しかしエルヴィスは、オリヴィアの予想に反して、意味が分からないというように眉間に皺を寄せた。
「……?前にも言ったが、和平交渉のカードとして使える選択肢の一つではあると……」
『女王の結婚』についての返答を語るエルヴィス。
オリヴィアは、強い焦燥感のようなもどかしさを感じた。
……私が聞きたいのはそういうことじゃないのに。
エルヴィスが話している途中にも関わらず、思わず被せて叫んでしまった。
「そうじゃなくて!……エルヴィスの気持ちは?『私が』他の男の人と結婚したら、エルヴィスはどういう気持ちになる?」
瞬間、エルヴィスが言葉を詰まらせた。
オリヴィアは驚いて目を見開く。
まるで不意打ちだったかのように、隙を見せたその一瞬だけ、彼の表情は切なそうに歪んだ。
ぱっと、すぐに顔を背けるエルヴィス。
オリヴィアは、ドクン、ドクンという自分の鼓動の音が強く耳に響くのを感じた。
次に顔を正面に戻したとき、エルヴィスの表情はいつもの冷静沈着なものに戻っていた。
だが続いた彼の声は、絞り出したように苦しげだった。
「……俺には、それに答える資格がない」
「……どうして?」
「お前を散々利用した男だからだ」
オリヴィアは愕然とした。
……まだ、そう思っていたの?
二人の旅は、互いの利害が一致していたことから始まった。
エルヴィスは己の復讐にオリヴィアを『利用した』と言っているが、それは、オリヴィアから見れば『救い』だった。

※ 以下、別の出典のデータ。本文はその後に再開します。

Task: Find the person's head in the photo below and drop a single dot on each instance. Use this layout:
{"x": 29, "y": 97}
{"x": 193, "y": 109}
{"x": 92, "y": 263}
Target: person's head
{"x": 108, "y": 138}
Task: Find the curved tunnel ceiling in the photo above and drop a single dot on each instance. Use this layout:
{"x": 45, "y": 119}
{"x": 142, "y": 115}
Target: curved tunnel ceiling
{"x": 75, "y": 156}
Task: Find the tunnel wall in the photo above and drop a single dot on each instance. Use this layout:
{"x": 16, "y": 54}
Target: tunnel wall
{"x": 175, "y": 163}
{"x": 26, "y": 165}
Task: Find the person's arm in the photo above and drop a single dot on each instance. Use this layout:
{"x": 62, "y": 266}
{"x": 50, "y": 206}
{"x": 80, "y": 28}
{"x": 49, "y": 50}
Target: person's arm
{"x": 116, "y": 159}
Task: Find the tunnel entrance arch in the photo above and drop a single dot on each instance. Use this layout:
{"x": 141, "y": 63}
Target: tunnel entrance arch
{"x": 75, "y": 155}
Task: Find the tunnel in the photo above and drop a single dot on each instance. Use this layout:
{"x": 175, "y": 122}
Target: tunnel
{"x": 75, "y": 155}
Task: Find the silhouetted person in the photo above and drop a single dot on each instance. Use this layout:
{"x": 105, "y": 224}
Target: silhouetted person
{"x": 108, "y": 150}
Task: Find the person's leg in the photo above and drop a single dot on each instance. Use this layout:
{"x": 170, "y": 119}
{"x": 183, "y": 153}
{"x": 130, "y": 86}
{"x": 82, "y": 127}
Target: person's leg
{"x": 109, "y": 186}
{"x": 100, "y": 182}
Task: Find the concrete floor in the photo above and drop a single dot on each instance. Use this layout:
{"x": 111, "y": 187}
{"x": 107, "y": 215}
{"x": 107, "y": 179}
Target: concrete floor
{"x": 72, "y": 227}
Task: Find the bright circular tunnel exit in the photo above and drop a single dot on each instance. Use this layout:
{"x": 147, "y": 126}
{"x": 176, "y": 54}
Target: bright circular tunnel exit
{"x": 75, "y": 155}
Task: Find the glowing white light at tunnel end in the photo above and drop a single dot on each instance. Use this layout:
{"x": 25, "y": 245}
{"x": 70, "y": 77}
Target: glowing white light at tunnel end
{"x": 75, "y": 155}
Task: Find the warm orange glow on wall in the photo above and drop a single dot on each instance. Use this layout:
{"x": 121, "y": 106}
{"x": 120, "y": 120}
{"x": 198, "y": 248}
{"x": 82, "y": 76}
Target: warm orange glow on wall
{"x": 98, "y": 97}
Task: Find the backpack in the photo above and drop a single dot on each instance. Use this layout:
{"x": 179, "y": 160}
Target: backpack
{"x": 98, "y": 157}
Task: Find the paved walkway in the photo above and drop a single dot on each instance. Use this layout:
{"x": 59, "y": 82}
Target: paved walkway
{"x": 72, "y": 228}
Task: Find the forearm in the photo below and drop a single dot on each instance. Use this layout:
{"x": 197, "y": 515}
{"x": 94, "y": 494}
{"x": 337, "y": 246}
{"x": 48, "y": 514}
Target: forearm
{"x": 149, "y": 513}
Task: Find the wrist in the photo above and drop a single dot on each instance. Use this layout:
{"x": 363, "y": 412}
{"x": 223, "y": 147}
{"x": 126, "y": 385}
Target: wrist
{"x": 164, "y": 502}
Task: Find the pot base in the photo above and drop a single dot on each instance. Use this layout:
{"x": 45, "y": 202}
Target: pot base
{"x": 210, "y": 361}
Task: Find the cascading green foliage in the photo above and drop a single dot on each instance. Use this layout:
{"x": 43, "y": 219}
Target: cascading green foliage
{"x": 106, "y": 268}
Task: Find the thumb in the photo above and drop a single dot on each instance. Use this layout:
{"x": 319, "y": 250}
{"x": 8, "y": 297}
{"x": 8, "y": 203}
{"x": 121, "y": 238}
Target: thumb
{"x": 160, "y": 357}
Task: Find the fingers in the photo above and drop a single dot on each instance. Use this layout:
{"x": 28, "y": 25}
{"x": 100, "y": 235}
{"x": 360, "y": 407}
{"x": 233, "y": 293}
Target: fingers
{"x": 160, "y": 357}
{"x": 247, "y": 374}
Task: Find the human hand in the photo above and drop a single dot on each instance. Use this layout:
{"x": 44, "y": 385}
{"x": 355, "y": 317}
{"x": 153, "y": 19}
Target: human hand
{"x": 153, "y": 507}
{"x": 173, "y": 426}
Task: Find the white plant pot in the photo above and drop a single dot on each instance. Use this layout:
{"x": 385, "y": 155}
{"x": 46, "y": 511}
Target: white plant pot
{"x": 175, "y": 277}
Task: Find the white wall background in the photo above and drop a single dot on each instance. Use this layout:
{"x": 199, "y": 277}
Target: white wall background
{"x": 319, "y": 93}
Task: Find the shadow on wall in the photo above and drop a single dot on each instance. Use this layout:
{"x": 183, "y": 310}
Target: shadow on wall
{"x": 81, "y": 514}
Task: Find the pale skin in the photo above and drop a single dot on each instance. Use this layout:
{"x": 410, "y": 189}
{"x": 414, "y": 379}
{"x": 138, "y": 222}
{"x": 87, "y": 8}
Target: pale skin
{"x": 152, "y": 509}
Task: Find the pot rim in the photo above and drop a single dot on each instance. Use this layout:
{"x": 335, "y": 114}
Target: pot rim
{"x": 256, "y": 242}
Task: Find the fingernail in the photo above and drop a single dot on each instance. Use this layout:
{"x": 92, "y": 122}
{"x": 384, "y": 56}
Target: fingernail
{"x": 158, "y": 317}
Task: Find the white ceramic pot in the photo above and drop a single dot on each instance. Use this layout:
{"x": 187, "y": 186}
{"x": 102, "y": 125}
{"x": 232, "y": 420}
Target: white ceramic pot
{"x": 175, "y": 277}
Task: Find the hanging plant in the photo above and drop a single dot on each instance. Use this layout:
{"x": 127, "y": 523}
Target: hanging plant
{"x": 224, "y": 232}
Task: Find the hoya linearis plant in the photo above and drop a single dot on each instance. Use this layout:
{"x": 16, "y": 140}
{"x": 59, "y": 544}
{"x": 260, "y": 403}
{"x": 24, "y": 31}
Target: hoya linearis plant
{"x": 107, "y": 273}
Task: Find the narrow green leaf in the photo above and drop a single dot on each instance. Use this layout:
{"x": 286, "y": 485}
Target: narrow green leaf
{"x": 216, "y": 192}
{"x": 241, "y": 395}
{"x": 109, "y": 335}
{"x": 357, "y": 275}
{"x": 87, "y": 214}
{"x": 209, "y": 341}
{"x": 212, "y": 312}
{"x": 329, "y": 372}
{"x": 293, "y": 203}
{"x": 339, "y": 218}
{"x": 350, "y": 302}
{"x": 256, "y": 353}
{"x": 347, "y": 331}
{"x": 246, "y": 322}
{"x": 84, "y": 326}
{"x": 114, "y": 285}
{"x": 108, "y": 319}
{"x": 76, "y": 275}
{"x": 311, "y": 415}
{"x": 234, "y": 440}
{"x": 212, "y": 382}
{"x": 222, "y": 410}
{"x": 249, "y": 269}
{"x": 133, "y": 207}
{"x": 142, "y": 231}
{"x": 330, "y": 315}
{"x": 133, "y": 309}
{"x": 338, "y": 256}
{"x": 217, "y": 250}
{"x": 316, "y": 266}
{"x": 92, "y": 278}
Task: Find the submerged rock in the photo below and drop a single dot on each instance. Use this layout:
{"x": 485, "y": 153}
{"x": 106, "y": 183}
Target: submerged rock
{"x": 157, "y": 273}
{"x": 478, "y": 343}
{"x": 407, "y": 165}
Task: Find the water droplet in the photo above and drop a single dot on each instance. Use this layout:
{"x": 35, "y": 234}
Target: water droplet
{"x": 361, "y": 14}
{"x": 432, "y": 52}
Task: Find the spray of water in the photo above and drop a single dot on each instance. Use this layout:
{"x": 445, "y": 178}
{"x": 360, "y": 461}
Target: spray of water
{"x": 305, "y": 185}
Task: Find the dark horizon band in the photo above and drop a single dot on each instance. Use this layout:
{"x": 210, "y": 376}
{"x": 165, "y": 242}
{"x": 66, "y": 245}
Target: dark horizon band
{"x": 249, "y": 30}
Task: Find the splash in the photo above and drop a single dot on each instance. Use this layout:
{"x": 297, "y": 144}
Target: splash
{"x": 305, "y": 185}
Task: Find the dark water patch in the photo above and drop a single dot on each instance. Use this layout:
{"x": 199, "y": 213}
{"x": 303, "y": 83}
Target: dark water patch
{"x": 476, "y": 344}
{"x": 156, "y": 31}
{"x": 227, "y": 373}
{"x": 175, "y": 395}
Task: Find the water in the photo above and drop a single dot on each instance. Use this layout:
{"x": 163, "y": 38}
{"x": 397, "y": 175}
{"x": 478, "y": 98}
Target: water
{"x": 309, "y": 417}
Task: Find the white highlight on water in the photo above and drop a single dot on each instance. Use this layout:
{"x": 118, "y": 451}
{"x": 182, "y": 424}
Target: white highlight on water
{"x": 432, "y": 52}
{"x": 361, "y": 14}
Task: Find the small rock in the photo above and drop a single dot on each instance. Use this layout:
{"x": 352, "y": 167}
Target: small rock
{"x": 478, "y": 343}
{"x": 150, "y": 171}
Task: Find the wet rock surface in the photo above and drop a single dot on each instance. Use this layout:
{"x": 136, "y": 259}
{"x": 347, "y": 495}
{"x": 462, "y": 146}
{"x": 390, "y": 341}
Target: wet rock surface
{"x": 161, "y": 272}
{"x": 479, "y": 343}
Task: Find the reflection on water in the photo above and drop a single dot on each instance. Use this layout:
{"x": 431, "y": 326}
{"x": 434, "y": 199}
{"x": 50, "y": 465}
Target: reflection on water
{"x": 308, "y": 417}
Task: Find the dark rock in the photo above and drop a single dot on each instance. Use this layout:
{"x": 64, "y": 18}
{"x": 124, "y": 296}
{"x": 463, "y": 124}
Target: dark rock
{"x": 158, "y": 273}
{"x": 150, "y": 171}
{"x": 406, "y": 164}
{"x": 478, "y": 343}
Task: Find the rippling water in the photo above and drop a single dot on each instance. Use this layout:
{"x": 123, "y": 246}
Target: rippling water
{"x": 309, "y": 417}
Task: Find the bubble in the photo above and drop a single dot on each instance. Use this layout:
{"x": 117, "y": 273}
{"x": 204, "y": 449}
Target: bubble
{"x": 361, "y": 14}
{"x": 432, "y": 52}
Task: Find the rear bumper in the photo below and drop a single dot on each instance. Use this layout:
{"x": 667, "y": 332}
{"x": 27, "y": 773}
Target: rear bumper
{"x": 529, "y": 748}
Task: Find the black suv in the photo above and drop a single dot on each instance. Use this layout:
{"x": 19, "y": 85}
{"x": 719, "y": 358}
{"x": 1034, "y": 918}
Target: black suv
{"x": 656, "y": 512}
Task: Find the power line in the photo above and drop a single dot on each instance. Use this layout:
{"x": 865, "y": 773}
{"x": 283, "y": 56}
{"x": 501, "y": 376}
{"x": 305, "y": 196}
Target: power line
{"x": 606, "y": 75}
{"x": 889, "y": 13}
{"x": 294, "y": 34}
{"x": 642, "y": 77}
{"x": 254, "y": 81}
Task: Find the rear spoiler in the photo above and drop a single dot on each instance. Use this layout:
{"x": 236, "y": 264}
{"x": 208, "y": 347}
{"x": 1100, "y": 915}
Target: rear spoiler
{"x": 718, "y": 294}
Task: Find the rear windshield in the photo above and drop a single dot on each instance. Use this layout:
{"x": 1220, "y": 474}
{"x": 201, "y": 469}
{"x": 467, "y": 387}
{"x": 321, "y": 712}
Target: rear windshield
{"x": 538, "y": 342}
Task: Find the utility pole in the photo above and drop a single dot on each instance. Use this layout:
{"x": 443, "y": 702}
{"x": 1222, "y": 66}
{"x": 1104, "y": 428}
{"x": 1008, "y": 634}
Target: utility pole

彼に導かれてオリヴィアは自領の民を救うことができ、ついには魔王を倒すことができた。
ここまで歩んでこられたのはエルヴィスのおかげ。
エルヴィスの『救い』に依存していたのは、オリヴィアのほう。
……感謝していると、何度も言ったのに。
冷たいようで実は優しいエルヴィスの心が、彼自身を許していない。
「そんなこと……!」
「話は終わりだ。さっさと寝ろ。俺も部屋に戻る」
すぐさま反論するが、何も言わないうちにエルヴィスが遮る。
彼はくるっと踵を返して、さっさとバルコニーから出ていってしまった。
伝えられなかった言葉が、白い息となってオリヴィアの口から消えていく。
静かな星の瞬きが、夜の冷えた空気と共に降りる窓辺。
彼の優しさが残る暖かい肩。
エルヴィスの輝くような金髪が部屋のドアの向こうに消えていくのを、オリヴィアはバルコニーから見ていた。